Replicate published figures

ggplot(sim, aes(time, Cc, colour = regimen)) +
  geom_line(linewidth = 0.7) +
  labs(x = "Time (day)", y = "Serum evolocumab (µg/mL)",
       colour = "Regimen",
       title = "Typical serum evolocumab concentration-time profiles",
       caption = "Reference patient: 84 kg male, no lipid-lowering Rx, PCSK9 = 425 ng/mL.") +
  theme_minimal(base_size = 11)
Typical serum evolocumab concentration time-course after 140 mg SC Q2W and 420 mg SC QM (reference patient). Replicates the shape and range of Figure 4a/4c of Kuchimanchi 2018.

Typical serum evolocumab concentration time-course after 140 mg SC Q2W and 420 mg SC QM (reference patient). Replicates the shape and range of Figure 4a/4c of Kuchimanchi 2018.

ggplot(sim, aes(time, Cc, colour = regimen)) +
  geom_line(linewidth = 0.7) +
  scale_y_log10() +
  labs(x = "Time (day)", y = "Serum evolocumab (µg/mL, log)",
       colour = "Regimen") +
  theme_minimal(base_size = 11)
#> Warning in scale_y_log10(): log-10 transformation introduced
#> infinite values.
Same simulation on a log scale, showing the dose-proportional scaling between Q2W and QM trough concentrations.

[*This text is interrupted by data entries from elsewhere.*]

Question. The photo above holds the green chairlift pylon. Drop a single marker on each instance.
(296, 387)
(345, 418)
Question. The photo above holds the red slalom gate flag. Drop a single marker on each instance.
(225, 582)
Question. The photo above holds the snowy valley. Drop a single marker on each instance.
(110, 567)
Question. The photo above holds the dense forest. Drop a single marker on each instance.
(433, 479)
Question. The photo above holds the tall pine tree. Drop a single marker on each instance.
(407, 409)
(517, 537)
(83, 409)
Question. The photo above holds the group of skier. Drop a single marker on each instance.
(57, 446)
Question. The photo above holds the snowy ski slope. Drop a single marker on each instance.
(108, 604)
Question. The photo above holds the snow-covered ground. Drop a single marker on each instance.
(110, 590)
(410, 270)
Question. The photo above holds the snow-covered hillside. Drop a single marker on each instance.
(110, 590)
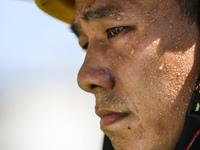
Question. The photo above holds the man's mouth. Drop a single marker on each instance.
(112, 118)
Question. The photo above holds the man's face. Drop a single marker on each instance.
(140, 66)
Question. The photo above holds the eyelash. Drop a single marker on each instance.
(112, 32)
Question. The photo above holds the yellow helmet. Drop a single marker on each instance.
(60, 9)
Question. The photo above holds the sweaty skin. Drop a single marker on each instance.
(141, 65)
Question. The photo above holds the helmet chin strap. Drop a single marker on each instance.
(190, 138)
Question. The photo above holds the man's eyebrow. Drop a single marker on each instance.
(103, 12)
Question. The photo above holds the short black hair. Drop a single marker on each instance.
(190, 9)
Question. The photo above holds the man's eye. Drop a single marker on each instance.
(114, 31)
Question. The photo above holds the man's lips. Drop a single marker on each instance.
(111, 118)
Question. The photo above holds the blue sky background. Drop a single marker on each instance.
(41, 105)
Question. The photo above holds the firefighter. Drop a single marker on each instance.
(142, 65)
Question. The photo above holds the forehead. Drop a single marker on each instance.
(91, 7)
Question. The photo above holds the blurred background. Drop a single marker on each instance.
(41, 105)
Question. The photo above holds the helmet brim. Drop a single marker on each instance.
(60, 9)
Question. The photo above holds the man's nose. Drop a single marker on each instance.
(95, 73)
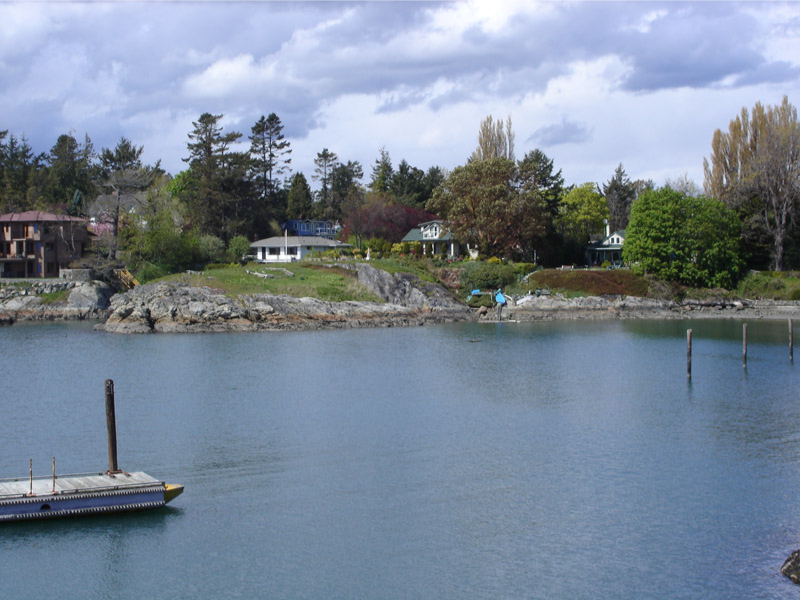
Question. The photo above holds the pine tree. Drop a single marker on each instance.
(269, 153)
(620, 193)
(220, 197)
(325, 162)
(300, 203)
(382, 173)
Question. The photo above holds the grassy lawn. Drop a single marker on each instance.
(308, 280)
(585, 283)
(784, 285)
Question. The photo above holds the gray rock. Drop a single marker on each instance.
(90, 295)
(178, 308)
(791, 567)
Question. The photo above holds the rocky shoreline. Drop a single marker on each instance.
(407, 301)
(545, 308)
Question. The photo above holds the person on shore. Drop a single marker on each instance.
(500, 298)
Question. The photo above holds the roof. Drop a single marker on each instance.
(37, 216)
(415, 235)
(294, 241)
(604, 244)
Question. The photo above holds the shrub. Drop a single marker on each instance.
(522, 269)
(149, 272)
(210, 249)
(485, 276)
(238, 247)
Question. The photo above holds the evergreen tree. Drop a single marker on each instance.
(620, 193)
(344, 190)
(123, 174)
(269, 153)
(382, 173)
(71, 168)
(21, 175)
(300, 203)
(220, 194)
(325, 162)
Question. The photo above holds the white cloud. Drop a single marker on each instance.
(640, 83)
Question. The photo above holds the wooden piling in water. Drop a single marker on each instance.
(744, 346)
(111, 424)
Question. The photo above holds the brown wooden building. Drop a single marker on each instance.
(39, 244)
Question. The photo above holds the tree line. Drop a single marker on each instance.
(503, 206)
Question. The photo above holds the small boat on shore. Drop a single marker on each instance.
(86, 493)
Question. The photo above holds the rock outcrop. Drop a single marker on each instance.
(791, 567)
(545, 308)
(404, 289)
(87, 300)
(179, 308)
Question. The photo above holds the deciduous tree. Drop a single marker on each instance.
(755, 169)
(495, 140)
(694, 240)
(486, 203)
(582, 213)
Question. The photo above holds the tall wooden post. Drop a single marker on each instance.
(111, 424)
(744, 346)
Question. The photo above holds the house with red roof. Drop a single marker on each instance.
(39, 244)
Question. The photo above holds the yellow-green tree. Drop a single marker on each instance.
(754, 168)
(581, 213)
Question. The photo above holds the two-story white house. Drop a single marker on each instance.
(289, 248)
(436, 238)
(609, 249)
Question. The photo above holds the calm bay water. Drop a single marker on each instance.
(546, 460)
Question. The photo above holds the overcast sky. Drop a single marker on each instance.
(592, 84)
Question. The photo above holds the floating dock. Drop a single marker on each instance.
(82, 494)
(87, 493)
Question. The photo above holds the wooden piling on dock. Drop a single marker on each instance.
(744, 346)
(111, 424)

Same simulation on a log scale, showing the dose-proportional scaling between Q2W and QM trough concentrations.

PKNCA validation

Use PKNCA to compute steady-state AUC, Cmax, Tmax, Cmin, and Cavg over the last dosing interval of each regimen (days 154–168 for Q2W, days 140–168 for QM). We keep observations between the final dose and the end of simulation, one per regimen, so NCA runs on the steady-state window.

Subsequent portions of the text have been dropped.